Jeremy Moody, secretary and adviser to the Central Association of Agricultural Valuers (CAAV), was in Ipswich earlier this month to address the Suffolk Association of Agricultural Valuers, described as the oldest of the associations.

He addressed a packed audience of valuers, who were joined by landowners, solicitors, bankers and accountants at Suffolk Food Hall at Wherstead.

They were there to hear the latest developments in CAP reform and about Mr Moody’s dealings with Brussels and Whitehall.

“We’ll get onto the fact CAP reform isn’t reform in a moment,” he told the audience.

Mr Moody who has been in post since 1995, saw through the Farm Business Tenancy reforms of 1995 and is a member of the Tenancy Reform Industry Group (TRIG) and the McDonald Report Implementation Group.

He has also been engaged for many years with CAP reform, dealing with Brussels and Whitehall officials and other bodies as well as dealing with practical issues and questions posed by solicitors, accountants, valuers and landowners.

“There’s so much on the table to talk about, I would not like to guarantee it will be done by June,” he said of the CAP reform talks.

The National Farmers’ Union had estimated a subsidy cut for UK farmers as things stand at about 22% in funding coming into schemes here, he told delegates.

What “greening” and “capping” will mean will change considerably in the course of the negotiation, he predicted.

Higher Level Stewardship (HLS) schemes curiously looked “immune”, he added.

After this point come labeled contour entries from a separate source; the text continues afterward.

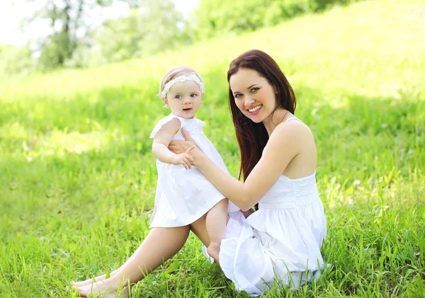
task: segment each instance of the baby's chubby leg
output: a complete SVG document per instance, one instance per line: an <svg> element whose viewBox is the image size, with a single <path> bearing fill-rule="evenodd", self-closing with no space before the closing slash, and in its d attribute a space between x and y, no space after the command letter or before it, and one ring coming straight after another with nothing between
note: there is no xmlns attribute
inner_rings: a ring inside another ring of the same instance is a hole
<svg viewBox="0 0 425 298"><path fill-rule="evenodd" d="M220 246L226 234L228 205L227 199L222 200L208 211L205 219L207 232L210 237L207 252L217 263L220 261Z"/></svg>

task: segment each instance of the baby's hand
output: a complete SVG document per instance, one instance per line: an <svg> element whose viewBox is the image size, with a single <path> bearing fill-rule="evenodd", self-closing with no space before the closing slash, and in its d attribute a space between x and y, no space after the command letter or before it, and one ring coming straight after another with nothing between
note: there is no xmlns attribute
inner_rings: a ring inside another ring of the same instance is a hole
<svg viewBox="0 0 425 298"><path fill-rule="evenodd" d="M172 164L175 165L181 164L184 166L184 168L188 170L192 168L192 164L195 164L193 158L186 152L181 153L180 154L176 154L173 157Z"/></svg>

“At no point in any of this have I picked up a qualm about HLS agreement except they will be coming to an end,” he said. “All the discussion is on Entry Level Stewardship (ELS).”

He added: “Anything agreed from January 2012 will have a revision clause attached to it.”

“Greening will be new and we are definitely going to have a new regime for agri-environment schemes.”

He advised keeping flexibility for clients against the different prospects which CAP reform may open up.

There were issues around the existing entitlements register, he said. At the moment, the “key to the front door” was the existence of a business which had successfully claimed in 2011, he said.

“All I can do is counsel extreme care over business restructuring,” he said.

Active farming was a less troubling area than a year ago, if the farmer is farming, but campsite or golf course owners were falling into the “undeserving farmer” category, he said.

Capping “won’t affect very many people at all”, he predicted. Under greening, the professionals gathered would “regret the loss of simplicity of the Single Farm Payments”, he predicted.

The “real heart of darkness” was the agri-environment schemes and the shrinking funds available for them, he said.

“The more they do this swiftly, the more it will probably be left for member states to decide,” he said.

There were problems welling up, he said.

“The question for professional advisers is where you sit on the spectrum of risk.”

The Central Association of Agricultural Valuers (CAAV) was formed in 1910 by representatives of local valuers’ associations to provide a national organisation with professional authority which represented valuers and ensure professional standards.

SAAV president Oliver Holloway said that in his presidential year, he wanted to promote the organisation to a wider audience and had invited other professionals, which whom valuers are regularly in contact, to the breakfast conference with that in mind.